御製碑建立関係資料(町)によると、御製碑は「天皇陛下が平成22年にお詠みになられました御製5首が翌23年の年頭に宮内庁から発表され、その中の
『後に来たりし 山の上の はくさんふうろ 再び見たり』
との、御家族でしばしば訪れた石尊山に約30年ぶりに登山された時の御製がございした」と、経過を記しています。「天皇陛下がこのように軽井沢町を思っていてくださることに心から感謝申し上げ、石尊山に近い駐車場内芝生地に御製碑を建立しました」(一部略)と、理由に触れています。

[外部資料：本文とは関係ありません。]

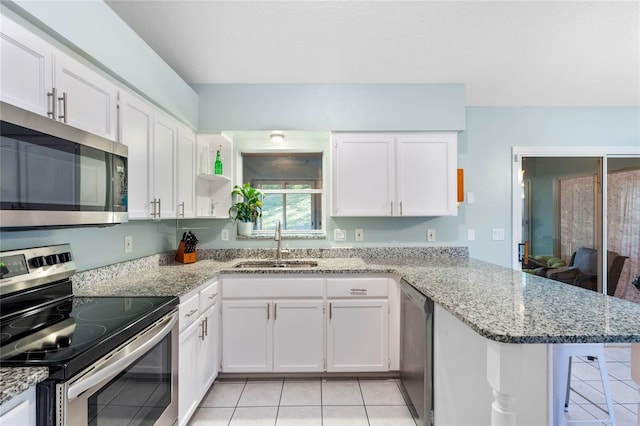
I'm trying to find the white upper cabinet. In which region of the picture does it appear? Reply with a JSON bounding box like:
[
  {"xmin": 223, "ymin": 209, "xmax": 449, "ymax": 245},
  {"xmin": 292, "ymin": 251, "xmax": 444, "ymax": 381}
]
[
  {"xmin": 176, "ymin": 126, "xmax": 196, "ymax": 219},
  {"xmin": 119, "ymin": 93, "xmax": 153, "ymax": 219},
  {"xmin": 0, "ymin": 15, "xmax": 54, "ymax": 115},
  {"xmin": 54, "ymin": 53, "xmax": 118, "ymax": 140},
  {"xmin": 0, "ymin": 15, "xmax": 118, "ymax": 140},
  {"xmin": 151, "ymin": 112, "xmax": 178, "ymax": 219},
  {"xmin": 119, "ymin": 93, "xmax": 182, "ymax": 219},
  {"xmin": 331, "ymin": 132, "xmax": 457, "ymax": 216}
]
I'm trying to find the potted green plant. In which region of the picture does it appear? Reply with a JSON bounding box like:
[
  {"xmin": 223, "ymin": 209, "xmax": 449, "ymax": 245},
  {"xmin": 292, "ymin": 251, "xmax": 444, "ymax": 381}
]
[{"xmin": 229, "ymin": 182, "xmax": 262, "ymax": 235}]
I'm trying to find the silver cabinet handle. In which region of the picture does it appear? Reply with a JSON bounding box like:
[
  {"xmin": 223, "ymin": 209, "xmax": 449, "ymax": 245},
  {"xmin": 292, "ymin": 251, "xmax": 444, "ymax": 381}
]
[
  {"xmin": 198, "ymin": 320, "xmax": 206, "ymax": 342},
  {"xmin": 47, "ymin": 87, "xmax": 58, "ymax": 120},
  {"xmin": 58, "ymin": 92, "xmax": 68, "ymax": 123}
]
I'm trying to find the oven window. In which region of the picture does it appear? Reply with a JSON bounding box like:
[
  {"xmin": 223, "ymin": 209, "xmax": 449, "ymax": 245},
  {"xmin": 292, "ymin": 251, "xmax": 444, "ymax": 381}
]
[{"xmin": 88, "ymin": 334, "xmax": 171, "ymax": 426}]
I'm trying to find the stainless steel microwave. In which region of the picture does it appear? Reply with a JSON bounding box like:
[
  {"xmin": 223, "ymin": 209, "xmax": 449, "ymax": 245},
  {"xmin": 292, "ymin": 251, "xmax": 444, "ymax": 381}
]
[{"xmin": 0, "ymin": 102, "xmax": 128, "ymax": 229}]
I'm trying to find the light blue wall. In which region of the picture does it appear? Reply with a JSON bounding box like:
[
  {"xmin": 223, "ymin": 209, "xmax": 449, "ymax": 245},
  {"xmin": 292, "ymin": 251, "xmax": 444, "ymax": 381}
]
[
  {"xmin": 2, "ymin": 0, "xmax": 198, "ymax": 128},
  {"xmin": 0, "ymin": 105, "xmax": 640, "ymax": 270},
  {"xmin": 193, "ymin": 84, "xmax": 465, "ymax": 132}
]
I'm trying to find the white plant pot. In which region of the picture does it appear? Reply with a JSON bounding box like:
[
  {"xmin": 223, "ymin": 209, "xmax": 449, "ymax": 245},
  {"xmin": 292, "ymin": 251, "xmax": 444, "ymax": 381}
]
[{"xmin": 238, "ymin": 222, "xmax": 253, "ymax": 236}]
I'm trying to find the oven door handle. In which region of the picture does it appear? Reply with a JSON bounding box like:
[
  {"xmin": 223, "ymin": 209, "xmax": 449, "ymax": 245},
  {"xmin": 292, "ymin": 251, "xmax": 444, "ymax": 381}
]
[{"xmin": 67, "ymin": 311, "xmax": 178, "ymax": 401}]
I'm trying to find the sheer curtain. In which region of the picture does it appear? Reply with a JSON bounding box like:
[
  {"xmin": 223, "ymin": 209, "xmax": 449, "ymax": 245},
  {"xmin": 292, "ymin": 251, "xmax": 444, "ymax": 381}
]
[
  {"xmin": 558, "ymin": 176, "xmax": 595, "ymax": 264},
  {"xmin": 607, "ymin": 170, "xmax": 640, "ymax": 302}
]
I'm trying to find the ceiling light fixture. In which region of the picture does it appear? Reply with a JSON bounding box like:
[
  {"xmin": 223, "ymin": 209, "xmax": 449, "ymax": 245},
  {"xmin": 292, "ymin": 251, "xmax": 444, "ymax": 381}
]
[{"xmin": 269, "ymin": 130, "xmax": 284, "ymax": 143}]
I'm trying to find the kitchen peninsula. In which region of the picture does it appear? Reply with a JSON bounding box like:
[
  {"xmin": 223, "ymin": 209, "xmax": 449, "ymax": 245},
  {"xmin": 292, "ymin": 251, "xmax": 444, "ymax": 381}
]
[{"xmin": 6, "ymin": 248, "xmax": 640, "ymax": 425}]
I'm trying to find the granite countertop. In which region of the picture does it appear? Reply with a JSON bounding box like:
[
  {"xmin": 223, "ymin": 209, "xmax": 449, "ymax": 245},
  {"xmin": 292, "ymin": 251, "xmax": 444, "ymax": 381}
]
[
  {"xmin": 74, "ymin": 256, "xmax": 640, "ymax": 343},
  {"xmin": 0, "ymin": 367, "xmax": 49, "ymax": 404}
]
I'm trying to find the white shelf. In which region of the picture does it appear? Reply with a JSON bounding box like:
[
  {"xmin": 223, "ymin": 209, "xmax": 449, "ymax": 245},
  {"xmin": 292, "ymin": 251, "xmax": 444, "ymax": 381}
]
[{"xmin": 198, "ymin": 173, "xmax": 231, "ymax": 183}]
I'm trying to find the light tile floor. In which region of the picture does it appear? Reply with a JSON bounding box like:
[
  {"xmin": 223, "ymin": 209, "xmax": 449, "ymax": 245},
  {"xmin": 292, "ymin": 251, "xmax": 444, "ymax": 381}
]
[
  {"xmin": 566, "ymin": 345, "xmax": 640, "ymax": 426},
  {"xmin": 189, "ymin": 345, "xmax": 640, "ymax": 426},
  {"xmin": 189, "ymin": 378, "xmax": 416, "ymax": 426}
]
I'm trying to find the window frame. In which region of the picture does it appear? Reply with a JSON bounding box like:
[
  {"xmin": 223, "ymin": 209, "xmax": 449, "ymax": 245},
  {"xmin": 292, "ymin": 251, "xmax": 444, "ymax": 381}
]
[{"xmin": 235, "ymin": 145, "xmax": 331, "ymax": 239}]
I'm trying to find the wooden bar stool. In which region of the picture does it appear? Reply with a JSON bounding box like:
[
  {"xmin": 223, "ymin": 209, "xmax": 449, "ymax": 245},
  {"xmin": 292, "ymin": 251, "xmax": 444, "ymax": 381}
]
[{"xmin": 553, "ymin": 343, "xmax": 616, "ymax": 426}]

1968(昭和43)年8月の皇太子時代に御家族4人で石尊山に登られた際の写真(故関次郎氏撮影)が残されています。石尊山の1,667mの山頂にたどり着き寛ぐ様子、居合わせた観光客と談笑する妃殿下の立ち姿、血の池で全員集合し不思議そうに眺める場面、濁川の丸太橋をおっかなびっくり渡るシーンなど収められています。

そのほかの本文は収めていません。